Louis-Ferdinand Céline (1894-1961) - Famous for the book Journey to the End of Night (1932). It would seem that unless Sepúlveda was quoting from Modo and Modo's marketing hype, his quotation above is the only documented basis for Modo and Modo's claim.
Ernest Hemingway (1899-1961) - In the opening essay of his memoir A Moveable Feast (1964 posthumous publication), Hemingway describes working on a short story in a Paris café. He writes the story in a notebook which fits in the inside pocket of his coat. It's not clear if the notebook was a moleskine design, since Hemingway doesn't give a detailed description, but his essay 'A Good Café on the Place Saint-Michel', is the basis for Modo and Modo's claim.
Vincent Van Gogh (1853-1890) - Seven pocket sketchbooks are kept at the Van Gogh Museum in Amsterdam; a picture of one of these books appears on the Moleskine website. Since the book pictured has a cloth band attached as well as a hidden pocket that can barely be seen in the back cover, it could be said to be a 'moleskine' design; but it's not clear if the book was manufactured by the same stationer who made Chatwin's notebooks, or if the book was made by another stationer.
Modo and Modo have also tried to show the Moleskine's appearance in TV and films, which has led to one of their most ludicrous claims: that the 'Grail Diary' of Indiana Jones and the Last Crusade was a Moleskine. The only basis for this claim is the use of a cloth elastic to hold the Grail Diary closed; in actuality the Diary was a custom-made prop.

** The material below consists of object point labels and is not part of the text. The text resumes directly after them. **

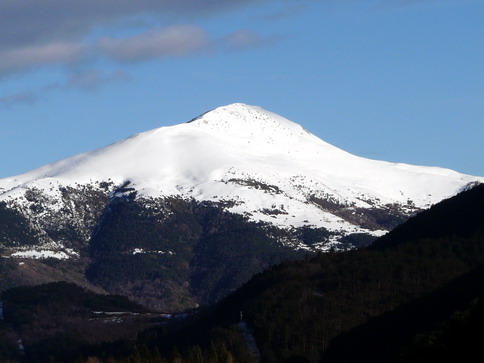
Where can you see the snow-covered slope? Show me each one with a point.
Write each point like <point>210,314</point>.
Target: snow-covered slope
<point>261,164</point>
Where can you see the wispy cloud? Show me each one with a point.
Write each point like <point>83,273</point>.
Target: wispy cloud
<point>94,78</point>
<point>156,43</point>
<point>245,38</point>
<point>28,57</point>
<point>22,97</point>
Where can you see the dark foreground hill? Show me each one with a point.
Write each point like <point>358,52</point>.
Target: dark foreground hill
<point>390,302</point>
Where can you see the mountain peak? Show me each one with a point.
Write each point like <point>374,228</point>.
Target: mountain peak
<point>247,121</point>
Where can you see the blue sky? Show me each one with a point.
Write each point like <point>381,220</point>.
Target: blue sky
<point>396,80</point>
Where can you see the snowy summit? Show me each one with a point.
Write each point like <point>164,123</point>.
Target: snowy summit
<point>259,164</point>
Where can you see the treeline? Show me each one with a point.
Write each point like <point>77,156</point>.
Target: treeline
<point>418,294</point>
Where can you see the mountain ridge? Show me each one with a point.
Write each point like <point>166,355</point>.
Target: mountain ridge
<point>224,152</point>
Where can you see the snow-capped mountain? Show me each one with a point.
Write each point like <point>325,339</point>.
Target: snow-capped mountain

Tips for Using the Moleskine Notebook
Although the book will fit in a back trouser pocket, if you're going to carry it on your person, it's less damaging to the book to put it in your jacket pocket. (Although the book is light, placing it in a shirt pocket is not recommended.)
Always use the elastic to keep the pages closed. The pages may be acid-free, but they are not waterproof. Keeping the book closed tightly with the elastic will limit any rain damage to the page edges.
If you're using the notebook as a creative writing aid, Bruce Chatwin recommended numbering each page for use as a reference guide.
Chatwin also suggested placing your mailing address in the inside cover, along with notice of a reward for recovery in the event the book gets lost. (The Modo and Modo version provides a space in the inside front cover for this information.)